I have been in a Christian school which is known for its strict discipline. And a decade ago the teachers and principals were openly allowed by the parents and the laws to hit the children. I had been disciplined both at home and at school which made me a little dumb. Ironically I was a revolutionary child but was forced to be an introvert. So many dreams were flourishing, I always dreamt of becoming a good orator, a famous writer and an artist. But it's sad that time it was considered as nonsense (not much surprised as it's there today as well).
There was a solo act competition in the school, I was in grade second  then. I along with my two other friends was practicing in a classroom to get into that competition. The principal of our school came for the inspection and hit the three of us with the stick on our underarm. He didn't even listen to us and asked us to go back to our classes stating that we were wasting our time as we couldn't act at all. The physical pain passed away soon but that fear that he put it in my mind retained for almost two decades. This statement of the principal haunted in my mind for years and years, "You don't have that talent to act.”

A similar thing happened when I was in 7th grade.
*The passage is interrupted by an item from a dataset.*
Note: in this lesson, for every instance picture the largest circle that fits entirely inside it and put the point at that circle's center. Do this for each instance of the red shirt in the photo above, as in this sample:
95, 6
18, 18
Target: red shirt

Now I wished to speak in public as in private conversation I used to do my best. I gave my name for a speech competition. A teacher looked at me and said to the another teacher, "Do you think that this dumb girl can speak in public?" I didn't listen to the response of the other but the words of that teacher echoed in my mind and took away something from within. Still my inner self fought back and I prepared very well for the competition. I wrote my speech and learnt that. Before going to the stage I recited that in front of the mirror. I was confident, but the moment I reached the stage, I got the glimpse of the same teacher with some disgusting expression on her face. The glimse of her shattered my confidence that I tried to build. I was frozen. I couldn't even tell the topic of the speech or introduce myself. I was unconscious and was forcibly taken out of the stage. That teacher was known to discipline the students like me and treat them as oxen. People like them want to run the whole world based on their perceptions and while doing so they ruin the naturality of many young ones like me.

Story has not ended yet. Now the result matters. There were so many disciplinarian in my life, both at home and at school. Did that make me a good human? Not at all. Still I have been infamous as a spoilt brat. This too much of discipline and bondage made me revolt against everything. I had no way how to interact effectively with others. I resulted as a ruined and rude teenager. I don't remember any such friends or relatives with whom I shared any strong connection. The whole world was just a trap for me and I wished to be a free bird. I was married just after my high school and undoubtedly I had been a failure in my life till then in every sense. I had already stopped dreaming by then.
Thanks to my in laws where I got liberty and was able to frame myself in such a category where I can make healthy relations. I started to dream again. I completed my higher education in the subject that I always wanted, English literature. I became a famous writer. People started to read my poems, and stories with great interest.
Moreover, today I'm a teacher, having my bread and fulfilling all my needs with my speeches in public.